Symantec's DLP product does require installation of an iPad app that redirects all HTTP- and HTTPS-based traffic (email from any account, cloud storage, Web, app-based FTP, and -- top of mind for IT these days -- iCloud) leaving the iPad to the enterprise's DLP server, essentially forcing it to go through the DLP server as a proxy server before heading out to its intended destination. That also means that data sent from any Internet-connected location is filtered, such as at employees' homes or hotels.
Data transferred directly to a computer over a wireless LAN, such as at home, using an "air-sharing app" is not filtered; that and local syncing via iTunes remain as potential data leakage avenues. Symantec says those who use HTTP or HTTPS should be filtered by its DLP tool, but those using other protocols would not.

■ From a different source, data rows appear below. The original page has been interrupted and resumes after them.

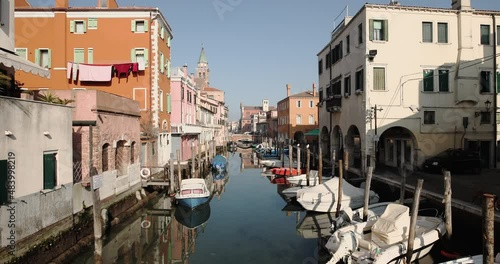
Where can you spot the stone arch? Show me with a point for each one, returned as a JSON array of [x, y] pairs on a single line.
[[397, 148], [121, 158], [353, 147], [325, 142]]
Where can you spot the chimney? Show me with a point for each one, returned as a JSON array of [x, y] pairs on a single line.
[[461, 4], [61, 3]]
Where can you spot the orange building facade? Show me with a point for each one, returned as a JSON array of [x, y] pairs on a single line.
[[297, 115], [119, 50]]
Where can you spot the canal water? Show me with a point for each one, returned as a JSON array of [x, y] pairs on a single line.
[[246, 221]]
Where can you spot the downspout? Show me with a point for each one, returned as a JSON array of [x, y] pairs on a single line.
[[494, 91]]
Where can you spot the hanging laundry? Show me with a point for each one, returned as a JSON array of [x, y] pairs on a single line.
[[135, 67], [123, 68], [69, 69], [95, 73], [75, 71]]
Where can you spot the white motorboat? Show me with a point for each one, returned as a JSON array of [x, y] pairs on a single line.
[[385, 239], [323, 197]]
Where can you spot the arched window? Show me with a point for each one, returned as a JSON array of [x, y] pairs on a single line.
[[132, 153], [105, 157], [121, 159]]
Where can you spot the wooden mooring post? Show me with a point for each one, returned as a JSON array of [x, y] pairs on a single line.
[[447, 204], [308, 159], [413, 220], [368, 183], [403, 186], [488, 228], [341, 179]]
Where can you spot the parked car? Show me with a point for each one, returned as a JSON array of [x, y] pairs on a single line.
[[454, 160]]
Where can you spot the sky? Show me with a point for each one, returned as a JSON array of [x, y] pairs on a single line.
[[255, 47]]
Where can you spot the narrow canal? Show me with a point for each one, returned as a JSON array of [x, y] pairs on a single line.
[[246, 221]]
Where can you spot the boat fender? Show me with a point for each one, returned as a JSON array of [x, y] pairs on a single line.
[[145, 173]]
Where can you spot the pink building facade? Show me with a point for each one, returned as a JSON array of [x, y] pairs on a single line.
[[185, 130]]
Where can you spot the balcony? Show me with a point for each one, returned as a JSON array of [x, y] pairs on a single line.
[[334, 103]]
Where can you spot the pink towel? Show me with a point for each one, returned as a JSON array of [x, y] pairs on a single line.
[[94, 73], [69, 69]]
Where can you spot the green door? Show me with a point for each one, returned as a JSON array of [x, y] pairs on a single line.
[[3, 182], [49, 171]]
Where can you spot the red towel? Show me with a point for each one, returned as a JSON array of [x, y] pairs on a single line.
[[123, 68]]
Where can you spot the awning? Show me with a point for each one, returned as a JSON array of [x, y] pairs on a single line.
[[12, 60], [314, 132]]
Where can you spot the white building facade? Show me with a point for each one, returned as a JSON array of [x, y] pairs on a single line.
[[399, 84]]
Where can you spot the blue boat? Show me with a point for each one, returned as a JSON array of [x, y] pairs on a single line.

If the shipping app works as promised, employees won't be restricted to using just certain apps -- unlike other data protection approaches on or coming to the market -- so IT can assure that sensitive data is not being inappropriately shared.
When pressed, Symantec's product marketing vice president Robert Hamilton confirmed the product should also work with iPhones and iPod Touches, as they use the same iOS as the iPad. For now, Symantec plans to guarantee and support only iPad usage, which Hamilton says is where enterprise customers claim they're concerned. An Android version is planned for some time in 2012.